Days after Öcalan's statement, the PKK declared a ceasefire. This week the group announced it would dissolve, claiming its activities had successfully brought "the Kurdish issue to a point where it can be resolved through democratic politics". A PKK official said its activities would end “immediately”.
Numbering roughly 40 million, the Kurds are scattered across Turkey, Iran, Iraq and Syria. They have never had a country of their own, losing out when the UK and France carved up the Ottoman Empire in the wake of the First World War. The PKK started life as a Marxist-Leninist separatist group in 1978, founded by a group of university students intent on winning independence. They chose Öcalan, a political science student, as their leader.
After a coup in Turkey in 1980, they fled to Syria and later set up bases in Lebanon. In 1984, the group started launching attacks against Turkish forces. Over the subsequent years, it formed links with Kurds fighting Saddam Hussein in Iraq, eventually forming a nebulous network of affiliates across the region. By the 1990s, however, it shifted its focus from separatism to securing more rights and autonomy for Kurds within Turkey, where they make up about one-fifth of the 85 million population.
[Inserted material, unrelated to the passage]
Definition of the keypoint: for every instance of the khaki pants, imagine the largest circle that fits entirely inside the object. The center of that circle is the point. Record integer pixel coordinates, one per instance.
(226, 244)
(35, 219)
The conflict with the PKK brought Turkey close to civil war and killed more than 40,000 people. The PKK attacked military targets but also carried out a deadly bombing campaign, badly affecting Turkey’s tourism industry and earning the group terror designations from the UK, EU and US. Turkey responded with a violent counterinsurgency campaign. Its forces torched thousands of Kurdish villages suspected of harbouring PKK militants, part of a “depopulation” campaign that displaced hundreds of thousands of people.
In the 2000s, Turkey softened its approach as part of accession talks with the EU. Kurdish parents were able to give their children Kurdish names, and TV stations were allowed to broadcast in the language. But it is still not widely used in schools. A peace process launched in 2012 brought hopes of peace, but it broke down in 2015, sparking one of the conflict’s deadliest chapters.
The rise of Islamic State in Syria and Iraq helped fuel the renewed violence. In northern Syria, the mostly Kurdish Syrian Democratic Forces (SDF), backed by the US, helped defeat the jihadists and seized a large chunk of territory. This attracted airstrikes from Turkey, an American Nato ally, which sees the SDF as an extension of the PKK. Turkish jets also hit Kurdish forces in northern Iraq.
In March, the SDF agreed to integrate its units into Syria’s military after a coalition of formerly Islamist groups toppled Bashar al-Assad in December. This represents another big win for Erdoğan. Back in Turkey, few details of the agreement with the PKK have been made public. It is uncertain whether the PKK’s affiliates in Syria, Iraq and elsewhere will come down from their mountain hideouts and disband. Nor is it clear if the PKK has extracted concessions from Erdoğan on improved Kurdish rights within Turkey. PKK members have expressed hope that their leader, Öcalan, will finally be released, but Turkish officials have made no guarantees on that front either.
As a result, observers are cautious. But if both sides manage to make peace stick, the benefits will be huge. In addition to ending decades of violence and instability in Turkey, it could help stabilise Syria’s new government as it tries to build a state from the ashes of Assad’s regime.